Para este peligro existen dos remedios: Uno consiste en recordar que Dios conoce todas las
excusas reales mucho mejor que nosotros. Si de verdad existen “circunstancias atenuantes”, no
hay que temer que las ignore. Más de una vez conocerá muchas excusas que a nosotros nunca
se nos han ocurrido; por eso, después de morir, las almas humildes recibirán la agradable
sorpresa de descubrir que en determinadas ocasiones han pecado mucho menos de lo que
pensaban. Dios excusará lo que sea realmente excusable. Lo que hemos de presentarle nosotros
es la parte inexcusable, el pecado. Lo único que hacemos cuando le hablamos de todas las
partes que (según nosotros) pueden ser excusadas, es perder el tiempo. Cuando vas al médico ,
le enseñas la parte de ti que está mal:por ejemplo, un brazo roto. Seria una pérdida de tiempo
que te pusieras a explicarle que las piernas, los ojos y la garganta están bien. Puede ser que te
equivoques; pero en cualquier caso, si de verdad están bien, el médico lo sabrá.

El segundo remedio consiste en creer real y verdaderamente en el perdón de los pecados. Buena
parte de nuestro afán por poner excusas procede de no creer de verdad en él, de pensar que
Dios no volverá a aceptarnos mientras no le presentemos alguna clase de alegato en nuestro
favor. Pero eso no sería perdonar.

El auténtico perdón significa mirar fijamente nuestro pecado, ese pecado que queda una vez
aplicada la condescendencia; verlo en todo su horror, su suciedad, su intención y su malicia; y,
aun así, reconciliarse con el hombre que lo ha cometido. Eso, y sólo eso, es el perdón; y lo
podemos recibir de Dios si se lo pedimos.

Cuando se trata de perdonar a los demás, ocurre en parte lo mismo y en parte algo diferente.
Ocurre lo mismo porque tampoco en este caso perdonar significa excusar. Hay muchos que
creen que sí: creen que, si les pides que perdonen a alguien que les ha engañado o maltratado,
estás intentando convencerles de que en realidad no ha habido engaño o maltrato. De ser así, no
habría nada que perdonar.

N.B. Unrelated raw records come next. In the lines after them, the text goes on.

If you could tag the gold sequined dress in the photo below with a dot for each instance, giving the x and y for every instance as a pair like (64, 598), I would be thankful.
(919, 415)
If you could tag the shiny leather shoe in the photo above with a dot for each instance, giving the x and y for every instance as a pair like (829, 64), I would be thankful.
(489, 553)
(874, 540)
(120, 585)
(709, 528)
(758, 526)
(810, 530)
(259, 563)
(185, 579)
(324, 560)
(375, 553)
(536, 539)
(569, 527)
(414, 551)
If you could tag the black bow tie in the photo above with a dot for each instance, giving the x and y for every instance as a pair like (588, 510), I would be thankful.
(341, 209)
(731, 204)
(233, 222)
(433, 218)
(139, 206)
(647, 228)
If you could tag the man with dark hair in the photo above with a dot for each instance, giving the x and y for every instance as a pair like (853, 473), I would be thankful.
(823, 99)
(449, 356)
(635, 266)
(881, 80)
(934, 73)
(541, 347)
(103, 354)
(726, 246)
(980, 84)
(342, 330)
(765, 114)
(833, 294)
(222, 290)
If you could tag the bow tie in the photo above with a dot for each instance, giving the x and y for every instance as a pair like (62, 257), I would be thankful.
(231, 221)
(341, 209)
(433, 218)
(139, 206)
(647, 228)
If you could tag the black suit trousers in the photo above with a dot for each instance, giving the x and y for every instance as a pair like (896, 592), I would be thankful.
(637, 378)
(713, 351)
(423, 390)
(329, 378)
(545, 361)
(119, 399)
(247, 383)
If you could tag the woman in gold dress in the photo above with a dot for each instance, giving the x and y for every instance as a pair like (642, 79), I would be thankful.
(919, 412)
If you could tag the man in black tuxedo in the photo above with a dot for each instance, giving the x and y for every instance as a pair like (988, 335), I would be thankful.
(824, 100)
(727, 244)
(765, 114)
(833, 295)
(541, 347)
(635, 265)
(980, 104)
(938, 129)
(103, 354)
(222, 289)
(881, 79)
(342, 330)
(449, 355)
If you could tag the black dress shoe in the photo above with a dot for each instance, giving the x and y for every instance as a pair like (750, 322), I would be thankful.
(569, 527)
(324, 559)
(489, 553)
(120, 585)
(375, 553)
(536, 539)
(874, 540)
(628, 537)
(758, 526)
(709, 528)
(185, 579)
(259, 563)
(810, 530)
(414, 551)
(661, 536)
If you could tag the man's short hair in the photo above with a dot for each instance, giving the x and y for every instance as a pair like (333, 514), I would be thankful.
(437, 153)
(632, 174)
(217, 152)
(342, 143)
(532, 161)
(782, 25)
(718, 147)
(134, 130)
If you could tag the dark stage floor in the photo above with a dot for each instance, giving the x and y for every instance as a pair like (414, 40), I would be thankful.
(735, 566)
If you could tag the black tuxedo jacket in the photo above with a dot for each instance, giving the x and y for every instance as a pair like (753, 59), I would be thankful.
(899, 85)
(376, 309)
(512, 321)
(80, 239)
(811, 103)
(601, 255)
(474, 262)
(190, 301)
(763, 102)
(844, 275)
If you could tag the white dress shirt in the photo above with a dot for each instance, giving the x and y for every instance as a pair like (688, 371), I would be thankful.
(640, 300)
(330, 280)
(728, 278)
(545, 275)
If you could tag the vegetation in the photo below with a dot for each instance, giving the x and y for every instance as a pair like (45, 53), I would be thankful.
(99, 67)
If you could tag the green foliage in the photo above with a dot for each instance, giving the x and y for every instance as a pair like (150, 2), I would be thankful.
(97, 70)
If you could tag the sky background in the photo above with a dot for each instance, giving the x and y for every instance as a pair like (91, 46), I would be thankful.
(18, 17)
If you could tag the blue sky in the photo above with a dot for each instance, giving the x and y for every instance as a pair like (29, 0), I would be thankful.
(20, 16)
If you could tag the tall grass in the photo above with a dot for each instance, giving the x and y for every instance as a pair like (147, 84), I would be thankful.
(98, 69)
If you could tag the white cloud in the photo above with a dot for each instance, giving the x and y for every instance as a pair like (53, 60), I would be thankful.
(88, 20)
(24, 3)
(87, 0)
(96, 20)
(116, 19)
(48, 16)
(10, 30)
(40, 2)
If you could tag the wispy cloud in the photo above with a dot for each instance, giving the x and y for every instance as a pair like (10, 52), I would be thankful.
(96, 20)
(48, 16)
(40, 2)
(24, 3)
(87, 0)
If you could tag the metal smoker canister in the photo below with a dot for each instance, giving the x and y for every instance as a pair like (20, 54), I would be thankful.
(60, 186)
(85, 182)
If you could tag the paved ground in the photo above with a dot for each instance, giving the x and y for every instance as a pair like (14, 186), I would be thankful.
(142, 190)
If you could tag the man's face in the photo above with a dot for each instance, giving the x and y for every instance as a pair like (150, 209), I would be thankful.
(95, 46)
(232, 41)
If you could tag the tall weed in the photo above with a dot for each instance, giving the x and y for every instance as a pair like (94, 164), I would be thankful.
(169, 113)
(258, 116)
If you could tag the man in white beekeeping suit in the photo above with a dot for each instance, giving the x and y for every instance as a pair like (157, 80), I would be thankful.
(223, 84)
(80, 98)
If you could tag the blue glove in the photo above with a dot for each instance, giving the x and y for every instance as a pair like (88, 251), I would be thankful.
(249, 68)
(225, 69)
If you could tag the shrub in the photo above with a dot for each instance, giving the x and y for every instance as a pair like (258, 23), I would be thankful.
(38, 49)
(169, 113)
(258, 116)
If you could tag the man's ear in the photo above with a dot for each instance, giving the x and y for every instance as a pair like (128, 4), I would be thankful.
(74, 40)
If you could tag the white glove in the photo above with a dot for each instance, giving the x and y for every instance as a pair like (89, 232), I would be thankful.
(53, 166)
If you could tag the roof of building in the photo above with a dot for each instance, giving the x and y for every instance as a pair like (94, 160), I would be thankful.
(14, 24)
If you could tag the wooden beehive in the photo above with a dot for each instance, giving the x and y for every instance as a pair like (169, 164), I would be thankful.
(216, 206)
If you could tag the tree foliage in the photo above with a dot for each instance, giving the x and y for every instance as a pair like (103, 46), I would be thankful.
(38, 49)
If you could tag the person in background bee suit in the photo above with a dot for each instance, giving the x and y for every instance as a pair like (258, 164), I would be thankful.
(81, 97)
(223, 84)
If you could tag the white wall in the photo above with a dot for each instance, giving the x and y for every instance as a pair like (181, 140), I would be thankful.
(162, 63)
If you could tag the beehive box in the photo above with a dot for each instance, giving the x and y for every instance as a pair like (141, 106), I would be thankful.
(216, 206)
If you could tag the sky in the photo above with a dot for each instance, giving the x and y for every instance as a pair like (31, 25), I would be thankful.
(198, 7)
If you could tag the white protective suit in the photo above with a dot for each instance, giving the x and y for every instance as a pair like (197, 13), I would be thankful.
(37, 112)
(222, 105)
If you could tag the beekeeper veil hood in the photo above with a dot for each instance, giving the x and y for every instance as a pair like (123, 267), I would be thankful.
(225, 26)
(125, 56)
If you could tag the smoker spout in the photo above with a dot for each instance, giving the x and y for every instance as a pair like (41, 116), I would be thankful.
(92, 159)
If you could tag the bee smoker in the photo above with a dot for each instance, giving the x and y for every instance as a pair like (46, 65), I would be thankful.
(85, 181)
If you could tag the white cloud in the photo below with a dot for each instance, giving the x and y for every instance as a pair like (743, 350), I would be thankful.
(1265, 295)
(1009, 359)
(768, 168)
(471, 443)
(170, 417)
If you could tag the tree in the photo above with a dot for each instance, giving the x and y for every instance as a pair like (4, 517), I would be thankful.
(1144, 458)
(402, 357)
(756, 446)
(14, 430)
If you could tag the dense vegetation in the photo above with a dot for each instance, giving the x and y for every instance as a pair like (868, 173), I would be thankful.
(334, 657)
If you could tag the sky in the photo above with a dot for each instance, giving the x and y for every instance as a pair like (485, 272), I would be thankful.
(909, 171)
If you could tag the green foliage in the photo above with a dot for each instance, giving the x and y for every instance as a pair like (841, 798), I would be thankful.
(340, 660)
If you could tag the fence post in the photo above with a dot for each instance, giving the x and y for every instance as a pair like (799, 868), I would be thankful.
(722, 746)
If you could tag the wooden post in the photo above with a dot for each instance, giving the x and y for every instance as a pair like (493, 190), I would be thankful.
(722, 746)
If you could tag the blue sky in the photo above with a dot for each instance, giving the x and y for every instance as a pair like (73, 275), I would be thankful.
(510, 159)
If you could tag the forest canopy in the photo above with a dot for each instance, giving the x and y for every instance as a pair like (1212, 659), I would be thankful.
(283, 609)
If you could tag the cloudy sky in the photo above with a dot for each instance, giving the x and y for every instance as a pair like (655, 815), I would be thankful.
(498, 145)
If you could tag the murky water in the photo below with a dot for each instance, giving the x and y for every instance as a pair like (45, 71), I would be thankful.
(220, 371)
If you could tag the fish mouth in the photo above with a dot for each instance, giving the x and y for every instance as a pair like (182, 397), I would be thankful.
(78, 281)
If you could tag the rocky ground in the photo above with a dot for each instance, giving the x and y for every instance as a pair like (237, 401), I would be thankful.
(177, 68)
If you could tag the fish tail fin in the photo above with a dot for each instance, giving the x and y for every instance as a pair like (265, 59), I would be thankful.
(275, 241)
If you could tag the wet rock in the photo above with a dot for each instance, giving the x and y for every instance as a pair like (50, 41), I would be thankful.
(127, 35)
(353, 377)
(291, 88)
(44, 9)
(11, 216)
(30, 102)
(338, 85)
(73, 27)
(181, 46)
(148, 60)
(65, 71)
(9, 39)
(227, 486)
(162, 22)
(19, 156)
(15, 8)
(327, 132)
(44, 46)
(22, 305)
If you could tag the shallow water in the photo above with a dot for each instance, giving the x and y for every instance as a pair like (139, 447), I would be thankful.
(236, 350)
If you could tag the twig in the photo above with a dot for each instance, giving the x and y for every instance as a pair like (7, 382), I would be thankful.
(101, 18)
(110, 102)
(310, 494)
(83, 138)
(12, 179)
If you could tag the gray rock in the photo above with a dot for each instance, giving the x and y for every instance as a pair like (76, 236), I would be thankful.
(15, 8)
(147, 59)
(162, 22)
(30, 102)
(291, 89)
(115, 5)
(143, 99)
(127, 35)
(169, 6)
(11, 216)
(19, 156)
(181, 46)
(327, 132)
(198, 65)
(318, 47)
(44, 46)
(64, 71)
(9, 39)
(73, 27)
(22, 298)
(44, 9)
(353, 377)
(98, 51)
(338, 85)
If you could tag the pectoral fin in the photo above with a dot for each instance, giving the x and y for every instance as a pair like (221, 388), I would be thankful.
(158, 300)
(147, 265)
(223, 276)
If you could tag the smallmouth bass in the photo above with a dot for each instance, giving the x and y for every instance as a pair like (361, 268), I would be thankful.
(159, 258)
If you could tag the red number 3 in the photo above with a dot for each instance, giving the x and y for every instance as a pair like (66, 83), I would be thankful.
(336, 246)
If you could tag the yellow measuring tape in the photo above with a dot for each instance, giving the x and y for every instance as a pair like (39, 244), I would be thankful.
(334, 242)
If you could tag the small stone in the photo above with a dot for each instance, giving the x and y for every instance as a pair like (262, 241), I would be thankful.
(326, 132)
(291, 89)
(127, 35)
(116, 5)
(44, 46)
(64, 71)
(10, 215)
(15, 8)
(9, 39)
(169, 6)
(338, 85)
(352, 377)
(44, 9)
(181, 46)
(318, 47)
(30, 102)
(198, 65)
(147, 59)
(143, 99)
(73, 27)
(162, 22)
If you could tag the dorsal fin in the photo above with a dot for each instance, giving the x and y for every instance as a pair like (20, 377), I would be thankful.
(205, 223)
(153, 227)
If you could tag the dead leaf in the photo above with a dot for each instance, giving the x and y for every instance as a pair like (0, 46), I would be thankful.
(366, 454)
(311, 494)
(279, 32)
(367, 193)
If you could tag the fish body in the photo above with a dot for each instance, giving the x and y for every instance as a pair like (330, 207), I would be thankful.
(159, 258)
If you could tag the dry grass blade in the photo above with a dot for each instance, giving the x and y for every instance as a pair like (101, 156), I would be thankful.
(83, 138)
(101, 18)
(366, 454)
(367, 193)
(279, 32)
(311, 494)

Y siguen diciendo: "Te repito que ha roto una promesa solemne".
Exacto: eso es precisamente lo que tienes que perdonar. (Lo cual no quiere decir que tengas
obligación de creer en su

próxima promesa. Quiere decir que tienes que hacer todo lo posible por eliminar cualquier
regusto de rencor que haya en tu corazón, cualquier deseo de humillarle, de hacerle daño o de
vengarte). La diferencia entre este caso y aquel en que pides perdón a Dios es la siguiente:
cuando se trata de nosotros, aceptamos las excusas con demasiada facilidad; cuando se trata de
otros, no las aceptamos con suficiente facilidad. En el caso de mis pecados, es muy probable
(aunque no seguro) que las excusas no sean tan buenas como creo; en el caso de los pecados
que otros han cometido contra mí, es muy probable (aunque no seguro) que las excusas sean
mejores de lo que creo. Por eso hay que empezar por fijarse en todo aquello capaz de revelar que
el otro no ha tenido tanta culpa como pensábamos. No obstante, aunque sea absoluta y
plenamente culpable, aun así tenemos que perdonarle; y si un noventa y nueve por ciento de la
culpa aparente puede justificarse con excusas realmente buenas, el problema del perdón
empieza con ese uno por ciento de culpa restante. Excusar lo que de verdad puede proporcionar
buenas excusas no es caridad cristiana: es simplemente justicia. Ser cristiano significa perdonar
lo inexcusable, porque Dios ha perdonado lo que hay de inexcusable en ti.

Esto es algo que cuesta. Quizá no cueste tanto perdonar una única ofensa grave. Pero ¿cómo
perdonar las constantes provocaciones de la vida diaria: perdonar una y otra vez a la suegra
dominante, al esposo tirano, a la esposa gruñona, a la hija egoísta, al hijo mentiroso? Sólo
podemos hacerlo, creo yo, recordando cuál es nuestra posición, dando sentido a nuestras
palabras cuando por la noche rezamos

"perdona nuestras ofensas como también nosotros perdonamos a los que nos ofenden". El
perdón que recibimos no tiene otra condición. Negarlo es negar la misericordia de Dios para con
nosotros. No existe un solo indicio de excepciones y Dios quiere decir lo que dice.